You can’t be burned out if you’re not doing the job, and when gun violence is the most pressing issue in the city, meeting with families of shooting victims is the job.

His office tried to swoop in to clean up his latest mess and said that Kenney this year has, in fact, met with some family members — including mothers of homicide victims — through the Group Violence Intervention program.

I believe that. It is almost impossible to move around this city and not come into contact with someone who knows someone who was shot and killed.

In fact, in 2017, Kenney came to the Art Museum steps where I had called Philadelphians impacted by gun violence to gather and met some families there.

But there is a world of difference between meeting these families at events and hearings and news conferences and seeking them out where they are.

And where they are, Mayor Kenney, is sitting numbly on living room couches while talking about children who will never again walk through their front doors. Where they are, Mr. Mayor, is curled up in fetal positions in their child’s bedroom, surrounded by photos of young men and women frozen in time. Where they remain is waiting grief-stricken at home, their doors usually wide open for anyone who will listen to them.

I know this because I’ve walked through countless numbers of these doors.

By way of defending himself, Kenney said that it would be difficult to interact with people during ongoing investigations and that he didn’t know if it would be “productive to intercede while the investigation is going on.” But that’s a cop-out. No one is suggesting that the mayor interfere with investigations. Just as no one should suggest that he alone is to blame for the city’s unrelenting gun violence or responsible for solving its homicide cases — though, with fewer than half of fatal shootings solved, it would be nice if someone did.
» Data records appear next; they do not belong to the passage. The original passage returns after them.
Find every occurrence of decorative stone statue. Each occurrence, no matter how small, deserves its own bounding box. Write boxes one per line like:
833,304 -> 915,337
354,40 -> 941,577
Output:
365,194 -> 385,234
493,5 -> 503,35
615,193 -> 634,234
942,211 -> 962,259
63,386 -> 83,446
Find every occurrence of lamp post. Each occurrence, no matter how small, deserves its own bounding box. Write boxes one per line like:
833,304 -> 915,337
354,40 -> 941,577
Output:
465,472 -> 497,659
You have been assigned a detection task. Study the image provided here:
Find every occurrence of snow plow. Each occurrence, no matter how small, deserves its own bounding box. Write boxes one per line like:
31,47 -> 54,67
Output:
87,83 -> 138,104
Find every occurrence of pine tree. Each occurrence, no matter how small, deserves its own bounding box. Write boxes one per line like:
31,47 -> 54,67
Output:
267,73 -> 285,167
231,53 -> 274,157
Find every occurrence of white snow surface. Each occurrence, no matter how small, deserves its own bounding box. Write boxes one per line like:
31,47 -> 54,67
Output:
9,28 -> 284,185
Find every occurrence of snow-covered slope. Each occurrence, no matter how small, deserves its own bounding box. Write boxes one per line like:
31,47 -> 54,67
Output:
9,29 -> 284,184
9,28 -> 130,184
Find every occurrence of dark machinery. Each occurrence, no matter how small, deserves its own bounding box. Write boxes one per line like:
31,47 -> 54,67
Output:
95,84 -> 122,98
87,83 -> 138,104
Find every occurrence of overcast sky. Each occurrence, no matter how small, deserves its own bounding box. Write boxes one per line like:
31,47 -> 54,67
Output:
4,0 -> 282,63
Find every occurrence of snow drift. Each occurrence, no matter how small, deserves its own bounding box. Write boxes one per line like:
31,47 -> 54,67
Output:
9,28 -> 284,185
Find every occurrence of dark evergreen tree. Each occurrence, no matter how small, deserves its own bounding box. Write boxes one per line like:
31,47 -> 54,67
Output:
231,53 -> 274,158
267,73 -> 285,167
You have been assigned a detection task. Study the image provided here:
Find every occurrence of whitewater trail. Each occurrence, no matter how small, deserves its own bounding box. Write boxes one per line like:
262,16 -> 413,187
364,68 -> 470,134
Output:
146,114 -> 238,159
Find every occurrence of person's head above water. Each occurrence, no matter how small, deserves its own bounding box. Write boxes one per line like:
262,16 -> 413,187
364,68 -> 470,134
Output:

There is plenty of blame to go around. But sitting in meetings and being briefed on the latest crime statistics by police brass is not a substitute for sitting with families during their darkest moments.

You can’t delegate your humanity — not as the mayor of a city where people are increasingly afraid for their safety, not with families who feel unseen and unheard and alone because, for the most part, they are.

Like the mother of Richard Taylor. Taylor, 33, was killed alongside Dresean Jefferson, 18, last month in a bizarre shooting. Two roommates said they shot the men in self-defense, but now police are investigating their claims.

Dionne Miller, who is undergoing dialysis treatments, is now left to mourn and wonder if she will ever get answers about her son’s death.

And then there is the family of 16-year-old Naadir Young, a KIPP DuBois Collegiate Academy student who was shot seven times in a drive-by shooting near the school in May. He has undergone more than 20 surgeries and had one of his legs amputated.

I talked to his mother Nyderra Green and his great-aunt Darnetta Green-Mason about the mayor’s comments. Green works at the same hospital where her son is still struggling to recover. She told me her son got an unexpected visit from Philadelphia Eagles quarterback Jalen Hurts that lifted his spirits.

“It’s a discouraging thing to hear from the mayor,” Green-Mason said. Her son — Young’s cousin Erik — was killed in 2007, and his murder remains unsolved. “Families want to feel like they matter, like the lives of the people they love and miss matter.”

After the mayor’s comments, I asked families of homicide victims to reach out if they wanted to meet with him. Many did, and are still.

In many ways, they share the mayor’s exhaustion.

Unlike him, however, they don’t get to delegate their pain.